The other important bacterial isolate was Escherichia coli with an 8.3% share of the total isolates. The result was higher than the findings of Mekibib et al,13 4.6% in Holeta district and lesser than the outcome of Mekonnin et al,4 14.29% in and around Wolaita Sodo town. However, the current outcome was far higher than the previous findings of Sori et al,43 in the Sebeta district (0.75%). The main precipitating factor for the higher occurrence of environmental mastitis is teat canal infection by different pathogens that are associated with poor husbandry management in dairy farms.18
In the present study, 12.5% of CNS bacteria species were isolated from mastitic cow milk. This was comparable with the earlier report of Dabele et al7 who reported a 7.9% prevalence of CNS from mastitic zebu cow milk. However, the isolation rate of CNS was much lower than the finding of Zeryehun and Abera,9 who reported a 34.2% from cross-breeds of Holstein-Zebu and local Zebu cows. Few studies have proven CNS isolation from mastitis milk in Zebu cows in Ethiopia. This variation in the frequency of CNS observed from mastitic milk might be attributable to differences in dairy cow breeds, management practices, and laboratory analytical methodologies used in different nations.
Conclusion
This research revealed a significant prevalence of mastitis (73.7%) at the cow and quarter level both in clinical and subclinical mastitis forms in studied farms of Modjo district.

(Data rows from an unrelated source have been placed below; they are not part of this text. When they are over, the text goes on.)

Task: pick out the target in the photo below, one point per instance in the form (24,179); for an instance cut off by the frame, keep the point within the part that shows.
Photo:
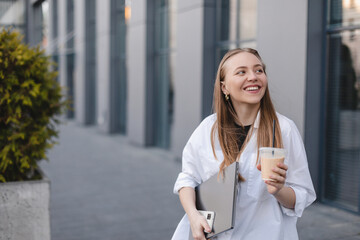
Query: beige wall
(281,42)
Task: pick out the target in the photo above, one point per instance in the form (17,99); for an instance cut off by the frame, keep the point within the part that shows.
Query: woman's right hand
(198,225)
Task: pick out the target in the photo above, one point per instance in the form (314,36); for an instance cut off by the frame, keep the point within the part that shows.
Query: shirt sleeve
(298,175)
(190,175)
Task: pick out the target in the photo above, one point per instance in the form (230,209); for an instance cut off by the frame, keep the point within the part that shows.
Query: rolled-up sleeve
(298,175)
(189,176)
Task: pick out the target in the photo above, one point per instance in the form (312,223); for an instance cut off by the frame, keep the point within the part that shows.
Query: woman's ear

Staphylococcus species (45.14%) such as Staphylococcus aureus, Staphylococcus intermidus, Staphylococcus hyicus, Streptococcus species (24.3%), and Escherichia coli (8.3%) were isolated from the raw milk samples and the existence of such a high prevalence of bacterial pathogens was associated with age, breed, body condition score, herd size, milking mastitic cow at the end, and previous mastitis history. Thus, awareness creation for farm owners about regular testing for subclinical mastitis, pre- and post-milking udder washing, and proper sanitation of bedding should be applied to dairy farms to overcome the problem in the study area. In addition, there should be a regular pattern of diagnosis of mastitis in order to minimize the disease prevalence and cull chronically infected animals. In addition, effective prevention strategies should be established, and identifying the most pathogenic species would ensure future research.
Funding Statement
This research was not funded by any organization or institution.
Abbreviation
SCM, Subclinical Mastitis; CNS, Coagulase-negative Staphylococcus; CM, clinical mastitis.
Data Sharing Statement
The analyzed data during this study will be provided on request from the corresponding author.
Ethics Clearance
The best practice guidelines for veterinary care were followed and those cattle owners were informed as to the purpose of the study, and that the Wolaita Sodo University of Research Ethics and Review Committee approved the protocol of the study with the reference number WSU 41/22/2241 and the verbally informed consent process in the manuscript.
Author Contributions
All authors made a significant contribution to the work reported, whether that is in the conception, study design, execution, acquisition of data, analysis and interpretation, or in all these areas; took part in drafting, revising or critically reviewing the article; gave final approval of the version to be published; have agreed on the journal to which the article has been submitted; and agree to be accountable for all aspects of the work.
Disclosure
The authors report no conflicts of interest in this work.